Still, even Hannah Montana can’t take away from Caryle’s trips to Jonesboro to watch her brother and his teammates play. Several Arkansas State players have spent one-on-one time with Carlye on trips to Ryan’s house over spring break, and others have gotten to know her through visits to the school for games and practices. Carlyle has taken an especially strong liking to senior defensive end Tim Starson, whom she met when he visited the Aplin’s house during spring break of the players’ freshman year.
“We definitely built a relationship when I was down there,” Starson said. “We played and swam in the pool, but she’ll also get right into it with you. She’ll yell, jump on me, whatever.”
Aplin took it one step further. “She has a crush on Tim,” he said.
As Aplin gets ready for his senior year, it’s hard not to see how the maturity he gleaned from watching Carlye all those years has helped him develop into the leader of the Red Wolves. He’s on campus this summer leading voluntary workouts multiple times a week, as the Red Wolves get ready to try and defend their Sun Belt title. Starson calls his teammate “the ultimate leader,” and it’s easy to attribute Aplin’s leadership capabilities to things he picked up along the way from his family. For starters, he’s quick to credit his tireless work ethic to the parents who raised him.

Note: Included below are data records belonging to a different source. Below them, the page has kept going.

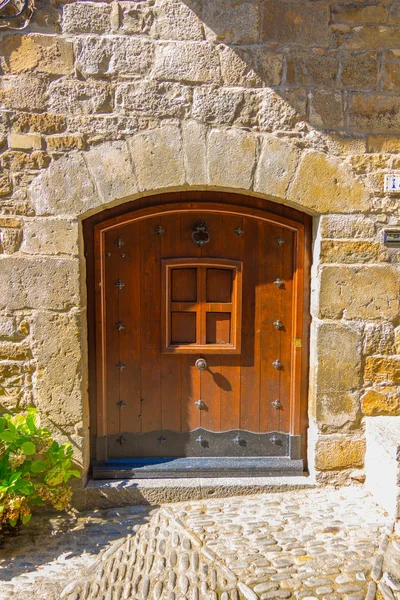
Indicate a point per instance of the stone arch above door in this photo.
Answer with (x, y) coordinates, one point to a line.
(197, 157)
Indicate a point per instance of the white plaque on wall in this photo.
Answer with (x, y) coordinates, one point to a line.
(392, 182)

“Parents of special needs kids don’t get the credit they deserve,” Aplin said repeatedly during a phone interview, praising them for balancing work, family life and Carlye’s special needs.
As for Carlye herself, well, Aplin has learned from her not to take any day single day for granted. His little sister has quietly become one of his biggest inspirations.
“It hasn’t always been easy,” Aplin said. “But I wouldn’t change anything about her. I love her just the way she is.”